Занятого такими мыслями и застал своего друга старшина первой статьи Карпухин. На объятия не поскупились и вполуобнимку направились к дому.
Серафима поцеловала мужа, взяла его фуражку и бушлат. Осчастливленный таким вниманием, Карпухин многозначительно подмигнул приятелю.
— Тебе семейный комфорт, вероятно, уже приелся, а я им никак не надышусь. Ночью, Петруха, проснусь, за стенку цап — я или не я?..
— Не только за стенку цапаешься, — игриво поправила его жена, добавляя к столу кое-какую снедь.
Карпухин по-хозяйски уселся за накрытым столом. Все говорило о приличном достатке.
— Сразу хочу предупредить: за Василия будь спокоен. Полная гарантия выздоровления, хотя в госпитале проваляется не меньше чем месячишко…
— Инвалидность?
— Нет. — Карпухин понял тревогу Петра. — Руки, ноги целы. Оглушило. Воды нахлебался. Сознание потерял. Плавал в холодной купели. Его с мостика снесло. Комфлота тоже купался, лежит с температурой… Давай-ка начнем с копченой султанки. Тут недалеко рыбацкая ватага, Серафима имеет там определенный вес…
— Дядя там у меня в артели, — пояснила Серафима.
— У нее кругом дяди и тети. Пойди разберись в фактическом положении вещей. Сегодня травили на полубаке, будто нашего батю, Ступнина, на адмиральские курсы посылают, в Ленинград. Без него скучно будет на «Истомине». Давай-ка выпьем за батю, Петр. Честный и справедливый он командир. И накажет, и обиды не испытываешь. Но однажды его наказание пошло мне на пользу, — Карпухин метнул взгляд на Серафиму, — не будь гауптвахты, вряд ли бы познакомился с моей нынешней хозяйкой.

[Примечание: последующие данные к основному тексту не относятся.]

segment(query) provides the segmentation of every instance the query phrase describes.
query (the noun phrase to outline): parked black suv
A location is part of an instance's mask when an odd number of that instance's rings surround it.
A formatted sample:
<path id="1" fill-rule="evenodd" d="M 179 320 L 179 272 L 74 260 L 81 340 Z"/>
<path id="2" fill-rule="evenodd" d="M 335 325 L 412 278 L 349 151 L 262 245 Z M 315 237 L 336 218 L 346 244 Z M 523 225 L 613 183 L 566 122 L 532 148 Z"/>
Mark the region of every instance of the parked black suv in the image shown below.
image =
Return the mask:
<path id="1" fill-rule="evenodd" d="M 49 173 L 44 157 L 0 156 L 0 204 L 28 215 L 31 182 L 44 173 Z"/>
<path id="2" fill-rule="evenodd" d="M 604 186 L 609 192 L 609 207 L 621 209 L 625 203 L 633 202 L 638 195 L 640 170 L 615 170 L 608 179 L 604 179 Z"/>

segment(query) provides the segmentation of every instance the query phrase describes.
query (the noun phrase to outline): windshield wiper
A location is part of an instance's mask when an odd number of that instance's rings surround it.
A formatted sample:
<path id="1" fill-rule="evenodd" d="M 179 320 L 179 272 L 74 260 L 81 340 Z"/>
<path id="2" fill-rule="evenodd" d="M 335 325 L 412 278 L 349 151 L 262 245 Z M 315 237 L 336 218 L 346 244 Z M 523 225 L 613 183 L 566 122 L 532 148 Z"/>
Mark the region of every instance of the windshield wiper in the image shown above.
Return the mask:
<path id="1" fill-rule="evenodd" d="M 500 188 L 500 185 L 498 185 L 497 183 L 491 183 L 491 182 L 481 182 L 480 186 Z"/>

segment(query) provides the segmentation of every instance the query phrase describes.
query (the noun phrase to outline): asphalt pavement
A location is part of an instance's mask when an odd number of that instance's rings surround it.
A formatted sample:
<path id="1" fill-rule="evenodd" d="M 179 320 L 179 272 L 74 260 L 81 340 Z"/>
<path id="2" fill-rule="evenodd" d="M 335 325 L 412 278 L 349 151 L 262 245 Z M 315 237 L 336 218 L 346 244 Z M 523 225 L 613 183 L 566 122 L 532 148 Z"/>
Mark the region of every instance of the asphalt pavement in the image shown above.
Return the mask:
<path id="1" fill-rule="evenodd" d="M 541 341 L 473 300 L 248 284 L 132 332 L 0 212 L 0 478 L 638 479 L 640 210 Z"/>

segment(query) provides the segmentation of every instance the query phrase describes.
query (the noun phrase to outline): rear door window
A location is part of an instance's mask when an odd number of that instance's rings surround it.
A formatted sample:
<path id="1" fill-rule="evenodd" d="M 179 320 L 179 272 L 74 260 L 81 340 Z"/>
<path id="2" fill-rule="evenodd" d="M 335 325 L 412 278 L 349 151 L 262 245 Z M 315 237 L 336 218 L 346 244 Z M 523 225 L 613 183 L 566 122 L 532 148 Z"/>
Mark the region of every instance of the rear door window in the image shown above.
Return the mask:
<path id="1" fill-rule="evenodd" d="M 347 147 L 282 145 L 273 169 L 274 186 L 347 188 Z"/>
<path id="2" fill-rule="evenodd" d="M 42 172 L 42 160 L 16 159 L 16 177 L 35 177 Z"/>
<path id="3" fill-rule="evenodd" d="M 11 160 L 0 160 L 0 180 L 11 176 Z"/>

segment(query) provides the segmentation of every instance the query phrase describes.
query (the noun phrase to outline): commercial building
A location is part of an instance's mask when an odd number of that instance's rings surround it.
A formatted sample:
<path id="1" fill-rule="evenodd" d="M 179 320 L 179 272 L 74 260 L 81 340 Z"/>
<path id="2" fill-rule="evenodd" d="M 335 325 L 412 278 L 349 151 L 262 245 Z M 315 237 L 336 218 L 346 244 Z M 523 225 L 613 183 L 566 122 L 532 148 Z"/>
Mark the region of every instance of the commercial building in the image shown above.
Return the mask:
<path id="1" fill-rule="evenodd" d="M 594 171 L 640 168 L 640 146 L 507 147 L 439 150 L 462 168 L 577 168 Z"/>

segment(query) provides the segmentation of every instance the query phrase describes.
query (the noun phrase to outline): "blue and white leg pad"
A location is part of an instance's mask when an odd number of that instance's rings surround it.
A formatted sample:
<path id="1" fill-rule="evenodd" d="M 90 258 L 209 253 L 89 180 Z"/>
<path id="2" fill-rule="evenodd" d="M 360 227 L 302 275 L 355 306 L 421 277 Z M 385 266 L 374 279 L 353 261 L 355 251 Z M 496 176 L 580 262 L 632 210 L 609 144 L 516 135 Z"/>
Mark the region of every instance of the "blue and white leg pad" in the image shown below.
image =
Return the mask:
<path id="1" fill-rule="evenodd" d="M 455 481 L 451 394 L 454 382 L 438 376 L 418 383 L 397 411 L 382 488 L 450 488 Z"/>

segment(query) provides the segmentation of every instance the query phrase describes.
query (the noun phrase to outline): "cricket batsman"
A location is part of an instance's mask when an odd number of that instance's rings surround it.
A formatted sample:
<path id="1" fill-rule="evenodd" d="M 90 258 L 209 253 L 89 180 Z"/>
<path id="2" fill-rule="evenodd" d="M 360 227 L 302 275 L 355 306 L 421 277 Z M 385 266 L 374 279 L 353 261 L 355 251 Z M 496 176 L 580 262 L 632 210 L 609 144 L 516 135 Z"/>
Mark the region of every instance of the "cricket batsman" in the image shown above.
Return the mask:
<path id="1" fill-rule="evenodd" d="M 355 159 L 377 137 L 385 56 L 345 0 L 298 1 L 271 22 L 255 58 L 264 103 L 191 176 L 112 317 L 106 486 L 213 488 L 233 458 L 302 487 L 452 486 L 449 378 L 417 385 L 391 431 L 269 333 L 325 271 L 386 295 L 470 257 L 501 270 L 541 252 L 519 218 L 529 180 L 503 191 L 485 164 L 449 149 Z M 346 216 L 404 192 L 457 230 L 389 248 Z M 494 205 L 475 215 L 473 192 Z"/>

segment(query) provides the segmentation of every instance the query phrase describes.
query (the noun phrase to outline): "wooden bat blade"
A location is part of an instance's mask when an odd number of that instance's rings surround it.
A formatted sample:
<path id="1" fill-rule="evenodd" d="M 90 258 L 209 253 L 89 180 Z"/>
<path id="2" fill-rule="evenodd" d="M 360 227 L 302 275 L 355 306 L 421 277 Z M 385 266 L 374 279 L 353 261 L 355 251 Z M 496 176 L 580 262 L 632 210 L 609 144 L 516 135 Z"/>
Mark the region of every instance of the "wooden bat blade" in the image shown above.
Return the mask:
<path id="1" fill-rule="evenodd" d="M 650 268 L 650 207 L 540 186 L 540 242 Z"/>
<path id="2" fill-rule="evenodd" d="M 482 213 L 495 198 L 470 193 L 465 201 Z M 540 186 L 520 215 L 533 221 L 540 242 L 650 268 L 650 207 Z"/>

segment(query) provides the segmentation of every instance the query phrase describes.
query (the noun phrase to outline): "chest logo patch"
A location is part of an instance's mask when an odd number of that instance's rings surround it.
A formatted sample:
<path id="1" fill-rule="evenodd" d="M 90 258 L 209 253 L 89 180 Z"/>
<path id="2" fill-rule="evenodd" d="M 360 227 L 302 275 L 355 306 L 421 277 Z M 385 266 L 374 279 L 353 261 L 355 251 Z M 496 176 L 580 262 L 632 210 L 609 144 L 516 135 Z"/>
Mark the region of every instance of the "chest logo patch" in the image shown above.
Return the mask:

Благодарю губу, сосватала…
Карпухин со всеми подробностями рассказал о происшествии на комендантском огороде и об удачном сватовстве.
— Я счастлив, Петя, — откровенно признался Карпухин. — Искренне в этом убежден. И, если хочешь, горд. Куда бы меня могло при другом стечении обстоятельств унести в дрейфе? К пивной стойке. В партию вступил с душою, никогда своих поручителей не подведу. Остался на сверхсрочной. Не жалею. Пока есть силы и пока нужен на корабле. Служить кому-то надо. Наш город был, есть и всегда останется крепостью и флотской столицей. Казалось бы, сейчас тишь да благодать. И вдруг — взрыв! Приходится кое-кому почесать затылок… Ладно, если случайно, а ежели преднамеренно? Я не боюсь, пусть считают меня шибко бдительным. Я не только моряк, я коммунист, мне все дорого — и Севастополь, и твой колхоз, и моя Рязанщина, и все, что меня окружает, чем дышу… Это же наш воздух…
После ужина уселись на садовой скамейке. Любовались огнями рейда. На сердце Петра было и сладко, и грустно, снова толпились воспоминания. Далеким-далеким казался степной земледельческий приют, нехитрые заботы, однако занимающие его всего, без остатка. Не знал, завидовать ли Карпухину с его мирной пристанью у Северной бухты. Что ж, каждому свое. С каким нетерпением стремился Василий к морю, и вот — оно наказало. Хорошо, если все кончится благополучно. Не стал делиться с Карпухиным своими опасениями, а в мыслях неотступно вертелся старик в кузове «Ивана-Виллиса», надменный Черкашин, неспокойная его новая женушка.